1Center for Weather Forecasting and Climate Studies, INPE, Cachoeira Paulista, Brazil
2UW-Madison Cooperative Institute for Meteorological Satellite Studies, Madison, WI, USA
3Institute of Physics, University of São Paulo, Brazil
4Max Planck Institute for Chemistry, Mainz, Germany
Abstract. We describe an estimation technique for biomass burning emissions in South America based on a combination of remote sensing fire products and field observations. For each fire pixel detected by remote sensing, the mass of the emitted tracer is calculated based on field observations of fire properties related to the type of vegetation burning. The burnt area is estimated from the instantaneous fire size retrieved by remote sensing, when available, or from statistical properties of the burn scars. The sources are then spatially and temporally distributed and assimilated daily by the Coupled Aerosol and Tracer Transport model to the Brazilian developments on the Regional Atmospheric Modeling System (CATT-BRAMS) in order to perform the prognostic of related tracer concentrations.

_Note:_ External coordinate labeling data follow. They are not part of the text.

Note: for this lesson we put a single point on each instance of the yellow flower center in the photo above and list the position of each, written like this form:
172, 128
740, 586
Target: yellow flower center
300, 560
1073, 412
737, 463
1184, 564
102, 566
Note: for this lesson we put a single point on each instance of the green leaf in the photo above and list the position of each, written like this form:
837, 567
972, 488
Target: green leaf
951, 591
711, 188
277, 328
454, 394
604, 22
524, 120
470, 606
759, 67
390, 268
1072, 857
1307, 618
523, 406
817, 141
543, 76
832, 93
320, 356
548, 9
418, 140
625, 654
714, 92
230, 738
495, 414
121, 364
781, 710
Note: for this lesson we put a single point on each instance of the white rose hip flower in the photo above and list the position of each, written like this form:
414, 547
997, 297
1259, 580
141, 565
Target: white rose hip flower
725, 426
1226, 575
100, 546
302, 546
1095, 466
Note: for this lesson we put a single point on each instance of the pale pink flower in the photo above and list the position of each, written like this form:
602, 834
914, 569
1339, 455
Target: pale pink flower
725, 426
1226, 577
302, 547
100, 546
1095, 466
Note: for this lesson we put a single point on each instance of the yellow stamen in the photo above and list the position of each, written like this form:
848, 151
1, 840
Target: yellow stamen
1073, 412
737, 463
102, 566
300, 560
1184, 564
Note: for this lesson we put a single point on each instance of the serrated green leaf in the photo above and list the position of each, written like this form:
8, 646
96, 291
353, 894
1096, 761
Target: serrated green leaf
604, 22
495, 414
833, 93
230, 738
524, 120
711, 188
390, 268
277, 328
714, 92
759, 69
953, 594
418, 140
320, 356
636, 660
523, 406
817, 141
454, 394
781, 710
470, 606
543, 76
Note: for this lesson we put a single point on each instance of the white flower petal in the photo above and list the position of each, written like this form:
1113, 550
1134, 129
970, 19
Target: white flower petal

Two other biomass burning inventories are simultaneously used to compare the emission strength in terms of the resultant tracer distribution. Several evaluations of the model with the three emission estimations were performed, comparing results with direct measurements of carbon monoxide both near-surface and airborne, as well as remote sensing derived products. Model results with the methodology of estimation introduced in this paper show a relatively good agreement with the direct measurements and MOPITT data product; pointing out the reliability of the model from local to regional scales.